Over the evening, survival tactics included praying for divine intervention, a yogic imagining of warm fire in the belly, trusting the compass and the plan, science and well-rehearsed kayak rescues. Yet nature was impish – fog, wind and waves threatening to batter bodies and boats, even snatching cell phones, that is, when batteries didn’t fail.

Lennie John (above photo) crawled out the window of an overturning boat to cram into a life raft with two other men, using pinboards as makeshift paddles.

Jacqueline Windh paddled 300-miles upwind from Tofino to Victoria, only conceding the final crossing when she and her trip partner hauled their kayaks onto the Vancouver-bound ferry.

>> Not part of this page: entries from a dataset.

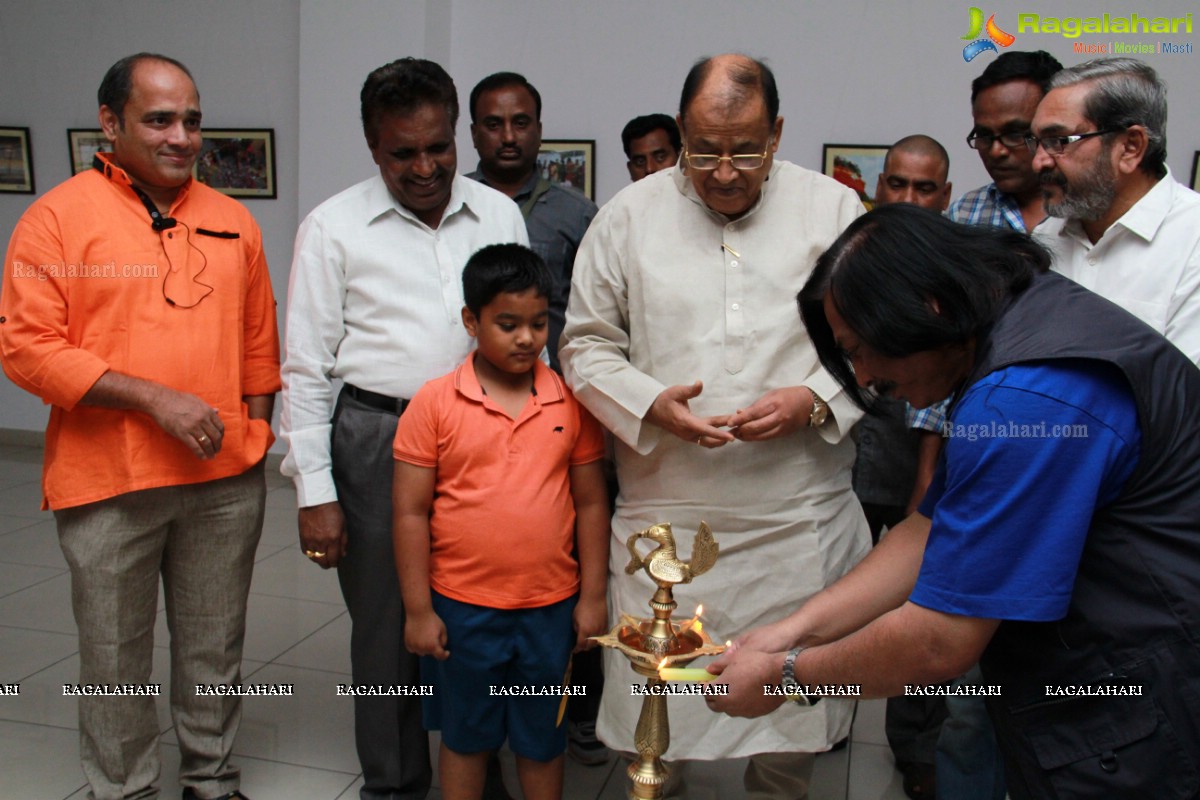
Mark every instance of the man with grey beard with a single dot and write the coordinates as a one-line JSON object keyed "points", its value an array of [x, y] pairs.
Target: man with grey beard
{"points": [[1120, 224]]}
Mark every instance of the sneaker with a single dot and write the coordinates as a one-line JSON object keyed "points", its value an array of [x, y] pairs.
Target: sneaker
{"points": [[583, 746]]}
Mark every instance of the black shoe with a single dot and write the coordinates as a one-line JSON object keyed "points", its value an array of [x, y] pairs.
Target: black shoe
{"points": [[919, 781], [493, 786]]}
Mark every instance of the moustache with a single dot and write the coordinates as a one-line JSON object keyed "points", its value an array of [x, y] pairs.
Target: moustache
{"points": [[1053, 178]]}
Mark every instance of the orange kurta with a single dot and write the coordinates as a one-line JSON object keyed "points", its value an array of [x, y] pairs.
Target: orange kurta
{"points": [[85, 290]]}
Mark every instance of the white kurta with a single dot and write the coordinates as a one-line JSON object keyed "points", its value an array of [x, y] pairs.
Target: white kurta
{"points": [[1147, 262], [666, 292]]}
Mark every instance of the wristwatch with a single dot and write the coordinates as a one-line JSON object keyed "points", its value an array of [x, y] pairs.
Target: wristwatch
{"points": [[792, 690], [820, 413]]}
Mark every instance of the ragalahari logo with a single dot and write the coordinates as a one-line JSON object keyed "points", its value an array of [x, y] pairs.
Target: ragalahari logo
{"points": [[995, 36]]}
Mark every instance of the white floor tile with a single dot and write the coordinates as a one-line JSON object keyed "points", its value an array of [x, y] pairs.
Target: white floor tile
{"points": [[328, 649], [24, 500], [873, 774], [15, 577], [10, 523], [41, 607], [25, 653], [36, 543], [288, 573], [352, 792], [869, 722], [39, 762], [312, 728]]}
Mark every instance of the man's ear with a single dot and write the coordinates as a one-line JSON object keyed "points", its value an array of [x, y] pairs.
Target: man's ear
{"points": [[109, 122], [1132, 149]]}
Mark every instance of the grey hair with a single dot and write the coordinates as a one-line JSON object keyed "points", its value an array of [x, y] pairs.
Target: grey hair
{"points": [[1125, 92]]}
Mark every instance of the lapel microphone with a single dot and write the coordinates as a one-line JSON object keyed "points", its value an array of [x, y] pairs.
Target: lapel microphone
{"points": [[157, 221]]}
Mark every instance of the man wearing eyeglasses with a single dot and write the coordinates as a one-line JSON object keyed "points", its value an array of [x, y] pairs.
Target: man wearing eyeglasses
{"points": [[1121, 224], [1003, 100], [652, 144], [682, 337], [150, 331]]}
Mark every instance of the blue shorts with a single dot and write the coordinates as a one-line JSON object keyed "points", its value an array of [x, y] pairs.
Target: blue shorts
{"points": [[507, 649]]}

Father Charles Channel took on an ominous character as waves stranded Robinson Cook high atop a 10-foot rock with his motor in his lap and wind pinned diver Marcel Theriault’s inflatable yellow signal tube flat mid-channel.

Mary Forest followed the light her partner, Cook shone through foggy night, trying to get back to their island home to nurse their daughter. Narrating her self-doubts humourosly, the crowd laughed along with her. How much easier to laugh in the face of death when that storyteller stands safely in front of you.

Travis Wade reconsidered taking a lesson after abandoning his kite-surf, imprinting this insight by swimming all the way into shore.

“I’m proud of all the storytellers,” Streetly acknowledges how laden those survival memories could be. Asked what happens after the adrenaline rush, she explains you are left with curiosity: what are those forces that allowed you to stay?

“The ocean is a great teacher,” Theriault, Streetly’s partner suggests, “when you need a lesson she will be more than happy to teach you one.”

Streetly felt “we did Frank Harper proud,” especially when MC Gary Marks donned a paddle and backpack to read that master storyteller’s “Paddling into the Wind,” punctuating with his characteristic “pshwoo” of awe. For her, the evening captured “that old Tofino magic.”

“To hear wild and dangerous stories from a community that thrives and lives by the ocean,” said Michelle Hall, “only confirms, that all of us truly live a grateful life that respects the ocean deeply.” A portion of book sales were donated to Surfrider Pacific Rim.